Bones to Ashes is the tenth novel in the Temperance Brennan series but it is my first experience with the character and its creator, Kathy Reichs. As usual, when I jump into a series for the first time somewhere after its midpoint I have to wonder if my reading experience would have been different, maybe even a better one, if I had started the series at the beginning. At the least, I would have a better feel for whether or not the series is holding up nicely or is on the decline, something I still wonder about after having finished Bones to Ashes.

For those as uninitiated in the Reichs books as I was, Tempe Brennan is an American forensic anthropologist who splits her working days between North Carolina and Montreal, where she works for the province of Quebec to identify bodies, bones, causes of death, and those responsible for the murders she helps investigate. Along the way she has had a romance with Canadian Detective Andrew Ryan although, by this tenth book, that relationship has largely been replaced by the professional one they need to maintain as they continue to work cases together. Tempe also has an eccentric sister, Harry, whom she loves dearly but prefers to take in small doses (I agree with her).

Not long after receiving a skeleton from New Brunswick, Tempe manages to convince herself that the bones may very well belong to a childhood friend of hers, Evangeline Landry, a young girl who, with no explanation, was suddenly whisked back to Canada and out of Tempe’s life when the two were teenagers.

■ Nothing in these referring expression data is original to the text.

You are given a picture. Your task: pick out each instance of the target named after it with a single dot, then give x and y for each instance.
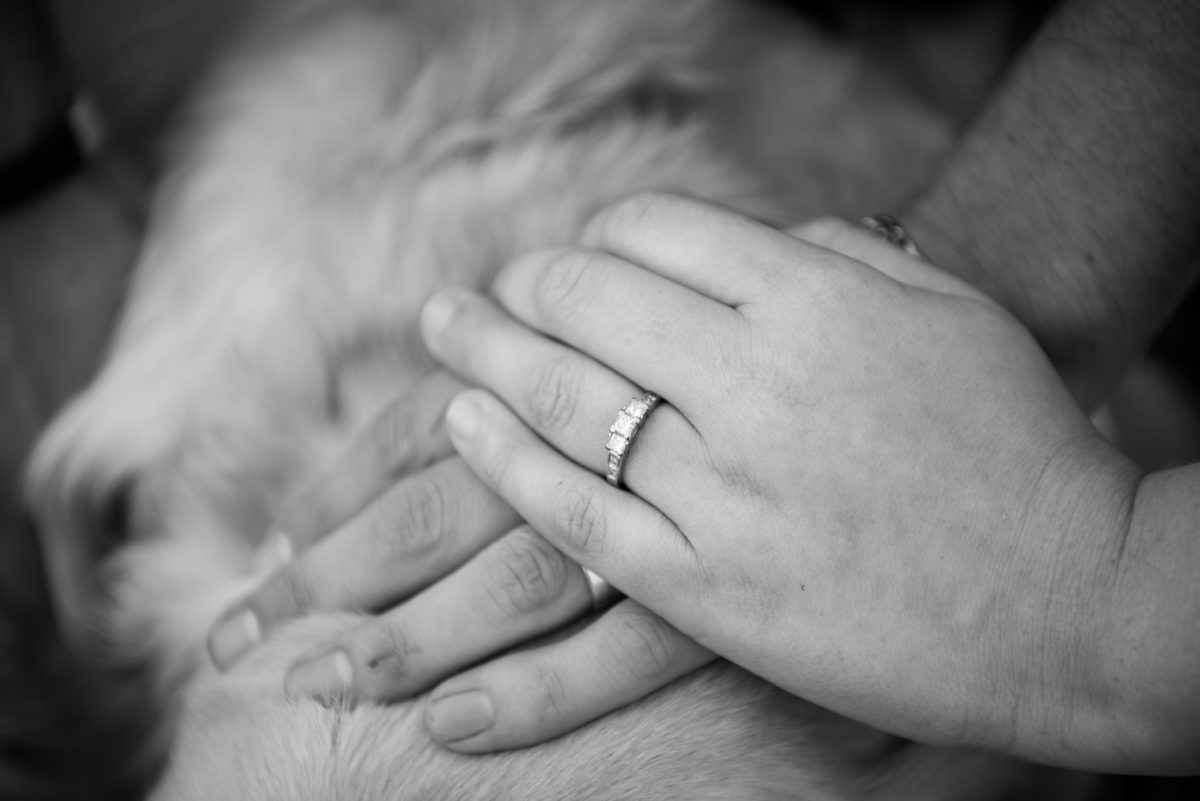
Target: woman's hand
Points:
(399, 517)
(867, 485)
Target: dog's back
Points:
(349, 160)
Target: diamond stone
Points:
(624, 425)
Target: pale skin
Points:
(1030, 633)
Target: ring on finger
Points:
(622, 433)
(603, 592)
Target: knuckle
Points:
(529, 573)
(645, 644)
(292, 592)
(387, 655)
(826, 232)
(417, 522)
(551, 697)
(567, 284)
(553, 395)
(391, 438)
(581, 522)
(635, 212)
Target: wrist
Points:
(1062, 702)
(1080, 331)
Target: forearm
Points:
(1149, 658)
(1073, 199)
(1101, 656)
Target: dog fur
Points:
(346, 161)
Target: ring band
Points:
(603, 592)
(889, 228)
(622, 433)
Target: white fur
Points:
(349, 160)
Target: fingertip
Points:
(461, 718)
(275, 552)
(436, 314)
(328, 679)
(232, 637)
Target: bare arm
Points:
(1074, 199)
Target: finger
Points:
(859, 244)
(568, 398)
(613, 533)
(424, 528)
(652, 330)
(535, 694)
(517, 588)
(717, 252)
(405, 435)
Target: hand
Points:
(867, 486)
(393, 515)
(378, 527)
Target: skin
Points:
(1072, 199)
(1026, 633)
(1005, 212)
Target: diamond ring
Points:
(622, 433)
(603, 592)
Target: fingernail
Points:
(438, 311)
(462, 417)
(233, 637)
(461, 716)
(324, 678)
(274, 553)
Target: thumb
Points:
(859, 244)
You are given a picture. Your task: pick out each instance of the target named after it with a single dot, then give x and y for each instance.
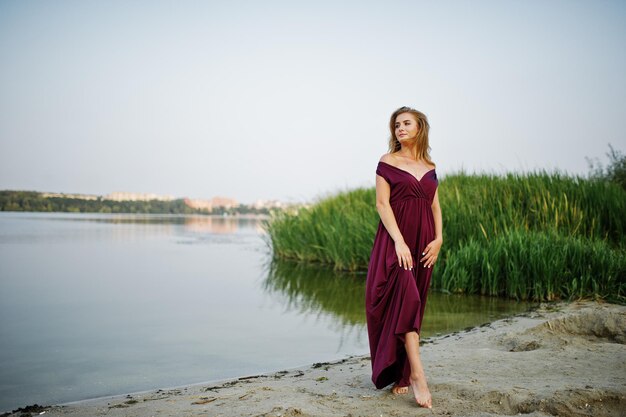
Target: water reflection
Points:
(320, 290)
(61, 227)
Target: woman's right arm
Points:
(383, 192)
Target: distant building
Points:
(125, 196)
(224, 202)
(78, 196)
(267, 204)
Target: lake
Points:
(94, 305)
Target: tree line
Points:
(35, 201)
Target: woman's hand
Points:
(431, 251)
(405, 260)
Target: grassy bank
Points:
(538, 236)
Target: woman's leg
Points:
(418, 378)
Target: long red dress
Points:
(395, 297)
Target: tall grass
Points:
(534, 236)
(536, 266)
(336, 231)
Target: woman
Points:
(410, 228)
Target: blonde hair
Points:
(422, 148)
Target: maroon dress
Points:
(395, 297)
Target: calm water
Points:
(94, 305)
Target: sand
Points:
(562, 359)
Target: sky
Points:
(291, 100)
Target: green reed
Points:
(535, 266)
(480, 213)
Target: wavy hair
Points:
(422, 148)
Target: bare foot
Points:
(421, 392)
(396, 390)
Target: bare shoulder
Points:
(387, 158)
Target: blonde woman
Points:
(406, 247)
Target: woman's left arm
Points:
(432, 249)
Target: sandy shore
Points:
(563, 359)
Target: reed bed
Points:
(489, 223)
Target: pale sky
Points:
(291, 100)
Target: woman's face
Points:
(406, 126)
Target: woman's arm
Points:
(431, 251)
(383, 191)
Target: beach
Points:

At the same time that she is trying to unlock the skeleton’s secrets, Tempe is working with Ryan and others to identify the killers of several young women who have been abducted over a period of years.

Tempe’s desire to learn what happened to her long lost friend turns her investigation into something personal and, when she and Harry decide to visit Evangeline’s sister, they attract enough attention to place their own lives in danger.

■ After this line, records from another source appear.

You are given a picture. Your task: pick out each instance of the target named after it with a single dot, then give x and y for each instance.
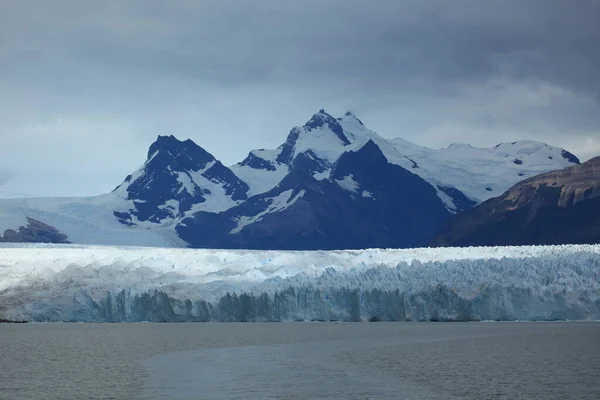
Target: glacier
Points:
(74, 283)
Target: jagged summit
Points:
(178, 177)
(321, 133)
(350, 115)
(168, 151)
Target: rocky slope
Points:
(333, 183)
(559, 207)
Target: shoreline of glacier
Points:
(116, 284)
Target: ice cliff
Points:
(111, 284)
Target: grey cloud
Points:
(117, 73)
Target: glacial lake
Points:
(509, 360)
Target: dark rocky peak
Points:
(570, 157)
(350, 115)
(317, 121)
(320, 119)
(365, 160)
(179, 155)
(256, 162)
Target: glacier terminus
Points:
(40, 282)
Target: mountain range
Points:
(332, 184)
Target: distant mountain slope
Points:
(304, 194)
(178, 177)
(366, 202)
(463, 175)
(560, 207)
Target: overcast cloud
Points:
(86, 86)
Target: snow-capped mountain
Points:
(365, 202)
(463, 175)
(178, 178)
(333, 183)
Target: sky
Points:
(87, 85)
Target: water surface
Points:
(300, 360)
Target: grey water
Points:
(300, 361)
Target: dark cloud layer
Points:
(85, 86)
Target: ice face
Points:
(110, 284)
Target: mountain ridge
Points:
(558, 207)
(181, 185)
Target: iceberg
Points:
(74, 283)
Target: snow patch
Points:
(348, 184)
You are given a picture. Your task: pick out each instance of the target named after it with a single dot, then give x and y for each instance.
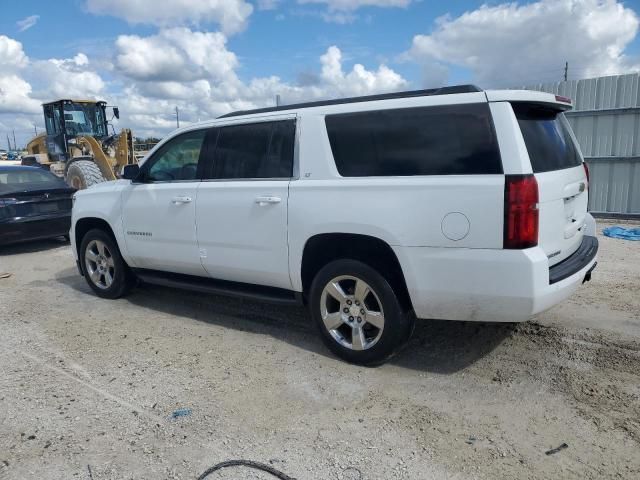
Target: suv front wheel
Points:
(358, 313)
(104, 269)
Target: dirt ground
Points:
(88, 386)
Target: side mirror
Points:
(130, 172)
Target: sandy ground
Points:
(88, 386)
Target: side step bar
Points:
(220, 287)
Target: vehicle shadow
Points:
(32, 246)
(436, 346)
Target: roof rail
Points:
(367, 98)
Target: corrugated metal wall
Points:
(606, 121)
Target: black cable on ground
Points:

For American readers, the fact that Bones to Ashes is set in Canada is both strength and weakness. On the one hand, Reichs portrays life in a part of Canada that few readers will have been much exposed to beforehand and her Acadian settings, characters and atmosphere are intriguing. On the other, the multitude of dead bodies and missing girls all have unusual French names, making it difficult to keep their individual stories clear from chapter to chapter. This inherent confusion makes it difficult for the reader to get emotionally involved in what has happened to any of these young women and they become almost indistinguishable from one another in the reader’s mind, something not helped by the sparse prose that Reichs often uses.

But Reichs does something that many series writers do not do for their main characters; she takes time to delve into their past histories so that new readers have at least a basic understanding of the characters and how they got to be the people they are. And, of course, the forensic science on display is probably the book’s strong suit since Kathy Reichs is herself a one of the better known forensic anthropologists in the world.

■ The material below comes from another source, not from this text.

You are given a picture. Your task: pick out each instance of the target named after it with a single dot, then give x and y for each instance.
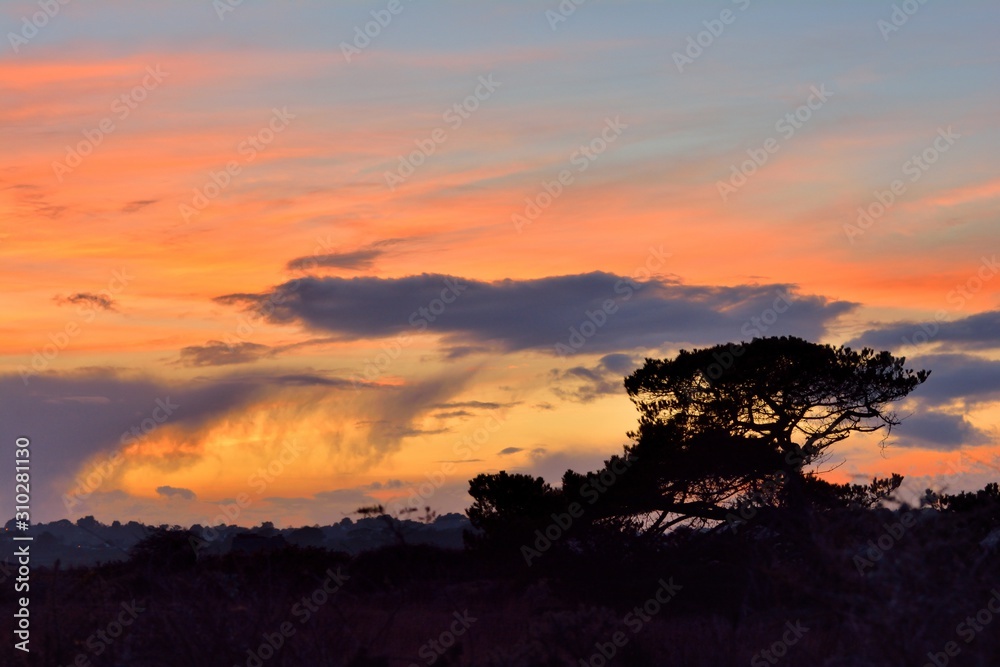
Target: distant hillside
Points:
(88, 541)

Bones to Ashes is an interesting book, especially for those drawn to the series because of the science that it features, but it is not an especially strong novel, suffering from a poor juggling of its multiple plotlines and its failure to make the crime victims into real and sympathetic characters. I am not sure that I want to read book eleven in the series, but I am curious enough now to go back and read the first one because I suspect it is better than Bone to Ashes.